I just installed a dedicated circuit for my system. I installed 10 awg solid copper. Although 10 awg supports up to 30amp, I used a 20amp breaker. More than I need. I also installed a 240V circuit. I needed it since I bought a European amp that only uses 240V. But I'm glad to have it for any future amps as doubling the voltage cuts the current in half for the same power. This makes your amp feel like it is just sitting next to the power plant with a huge cord. I too highly recommend running your amp at 240volts instead of 120 if possible.

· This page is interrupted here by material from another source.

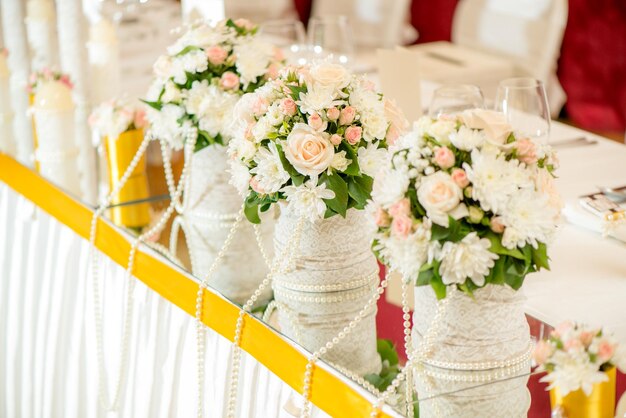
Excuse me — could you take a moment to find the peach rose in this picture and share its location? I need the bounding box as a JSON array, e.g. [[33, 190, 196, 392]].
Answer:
[[532, 340, 554, 365], [329, 134, 342, 146], [597, 339, 616, 363], [384, 99, 409, 145], [326, 107, 340, 121], [374, 207, 391, 227], [252, 97, 269, 116], [434, 146, 455, 169], [339, 106, 356, 125], [460, 109, 512, 144], [490, 216, 505, 233], [283, 123, 334, 176], [391, 214, 413, 237], [220, 71, 240, 90], [266, 63, 279, 80], [234, 18, 255, 31], [345, 126, 362, 145], [417, 172, 463, 227], [450, 168, 469, 188], [279, 98, 297, 116], [565, 338, 583, 352], [206, 46, 228, 65], [250, 176, 265, 194], [388, 198, 411, 218], [515, 138, 538, 164], [579, 331, 595, 348]]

To install 240V circuit the marginal cost increase compared to the 120V circuit is not much. An extra breaker (perhaps $10) and 3 conductor vs 2 conductor wire, and then a slightly more expensive outlet. the main cost of the circuit is all the labor and work inside the wall and cutting wallboard and replacing it. All of that doesn't change when you install the 240V circuit with your 120V circuit.
Doubling the diameter of a wire increases cross sectional area, and approximate power carrying capability, 4 times, not 2.
The power delivered to the speaker is almost irrelevant to the power the amp needs, especially for class A. Not sure why that discussion broke out. My class A 35 WPC amp, that I run at about 1 wpc 99% of the time, uses 400 wpc, either at idle or at max volume.
I reference people back to page one to the post I made with a quote from the AR user manual where Audio Research requires a 20 amp, 12 awg circuit for a 75 wpc class AB tube amp. I know many of you don't believe it can be true unless you hear it from an OEM so it is there in black and white. I copied and pasted it.